Friday, May 15th, 2009

siegel1 I don’t want to be picky, but I have to admit that as a fear expert I was more affected by President Obama’s statement a few weeks ago in response to the emerging swine flu threat that we should all wash our hands, then I was to Vice President Biden’s blatant misstatement about not flying on planes. Let me explain: clearly, we carry many bacteria and viruses on our hands, and in fact most of our stomach viruses as well as cold viruses are passed back and forth this way. It is hard to fault anyone for recommending hand washing, but consider that Obama’s statement carried the subliminal message that we might be carrying this virus, despite the fact that the statistical chances of that then and now remain extremely low.
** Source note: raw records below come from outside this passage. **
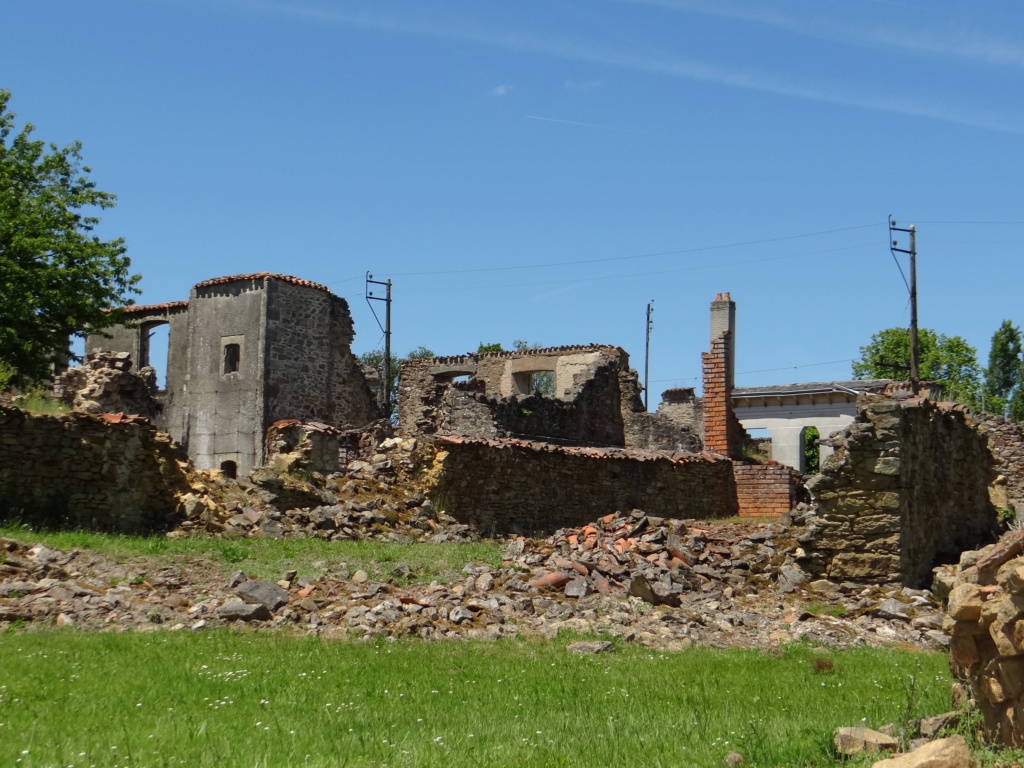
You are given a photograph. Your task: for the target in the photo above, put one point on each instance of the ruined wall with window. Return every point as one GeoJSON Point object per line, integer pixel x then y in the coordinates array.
{"type": "Point", "coordinates": [528, 487]}
{"type": "Point", "coordinates": [905, 489]}
{"type": "Point", "coordinates": [81, 471]}
{"type": "Point", "coordinates": [595, 401]}
{"type": "Point", "coordinates": [244, 351]}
The president followed that up by asking Congress for $1.5 billion to prepare us for this flu, an amount that seems totally reasonable until you consider what other health care needs it might be taken away from. Stockpiles of the anti-flu drug Tamiflu will have to be discarded if they aren’t used in 5 years, and we still have no idea what the extent of spread or severity of this swine flu virus will be. Preparing a vaccine seems wise, taking needed resources away from current pandemics like TB, HIV, or even the yearly flu does not.   It is paramount that at a time when our government is considering expanding the system for health coverage, that issues of allocation and proper use of resources be at the top of the list.

The Centers for Disease Control and Prevention has been front and center during the initial stages of the swine flu outbreak, and they have been very effective at identifying and tracking the virus, somewhat less effective at explaining it in context during press conferences (this may have something to do with the nature of the beast – press conferences themselves immediately become amplified).
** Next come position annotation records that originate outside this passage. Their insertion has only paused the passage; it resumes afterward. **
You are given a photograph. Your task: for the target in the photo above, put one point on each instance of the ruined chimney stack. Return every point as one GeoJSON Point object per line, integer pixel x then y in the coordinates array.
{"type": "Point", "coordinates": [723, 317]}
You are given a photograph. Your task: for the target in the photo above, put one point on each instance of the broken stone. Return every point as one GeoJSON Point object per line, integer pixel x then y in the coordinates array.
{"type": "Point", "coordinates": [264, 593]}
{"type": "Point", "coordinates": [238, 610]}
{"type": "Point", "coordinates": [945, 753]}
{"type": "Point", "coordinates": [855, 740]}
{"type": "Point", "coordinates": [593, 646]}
I have more of a bone to pick with the World Health Organization in terms of their poor conveyance of contextual information. The WHO all too often seems like “fright night” though they too have been tremendous when it comes to “boots on the ground.”
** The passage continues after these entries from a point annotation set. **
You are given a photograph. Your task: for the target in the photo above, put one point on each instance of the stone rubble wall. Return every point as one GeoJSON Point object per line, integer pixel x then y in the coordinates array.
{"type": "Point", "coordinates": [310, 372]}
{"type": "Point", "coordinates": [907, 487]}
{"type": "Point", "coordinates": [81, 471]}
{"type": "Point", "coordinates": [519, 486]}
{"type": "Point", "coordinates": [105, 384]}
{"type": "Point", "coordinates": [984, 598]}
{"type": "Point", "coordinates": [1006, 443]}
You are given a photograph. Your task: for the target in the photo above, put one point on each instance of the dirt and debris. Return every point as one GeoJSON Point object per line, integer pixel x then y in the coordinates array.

Check out my article in today’s Slate magazine about how the WHO has dealt with swine flu.

Dr. Marc Siegel is an internist and associate professor of medicine at the NYU School of Medicine. He is a FOX News medical contributor and writes a health column for the LA Times, where he examines TV and movies for medical accuracy. Dr. Siegel is the author of “False Alarm: The Truth About the Epidemic of Fear and “Bird Flu: Everything You Need to Know About the Next Pandemic.”  Read more at www.doctorsiegel.com

Swine Flu Science

Monday, May 4th, 2009

siegel1The following statements are where I think we are currently on the new swine flu H1N1 influenza A strain. I’ve also communicated with Drs. Ann Schuchat and Nancy Cox at the CDC, who responded that they agree with these comments.

  • The H1N1 influenza A is a new strain — a swine flu strain — with some genetic components that are characteristic of human and bird flu viruses. It bears watching and tracking, as any new influenza does.
  • It is spreading human to human, and may have the attack rate of a typical yearly influenza A, but this is particularly difficult to determine because of both the overreporting (everyone thinks they have it), and under reporting (we are not really tracking the full spectrum of disease as we are not testing those with mild symptoms). It is also too early to really determine transmissability, because there are too few cases.
  • Virulence appears to be low and if this continues, it will be a mild pandemic at worst. It currently appears to be very transmissible, but the outbreak could wane further if transmissability decreases. A severe pandemic will likely result only if it mutates into a more virulent strain. But assessment of the strain’s virulence is also based on a limited number of cases.
  • It is worthwhile to begin preparing a vaccine, but we don’t yet have the upgraded technology (mammalian cell culture, reverse genetics) in regular use for flu, so we may have to rely on the older technologies (using hen eggs to provide a medium for growing the dead virus). This has yet to be determined.
  • It is likely to wane soon due to summer weather, but bears watching carefully over our summer in the southern hemisphere, and mapping carefully for resurgence in the fall.
  • Since the WHO designations for pandemic alert don’t include severity of illness or even true extent of illness, raising the pandemic alert levels have led to the public misperception that massive deaths are about to occur, which is part of the reason why the fear level is so high. It is best to provide calm accurate contexted information to avoid this, as I point out in “False Alarm; the Truth About the Epidemic of Fear.”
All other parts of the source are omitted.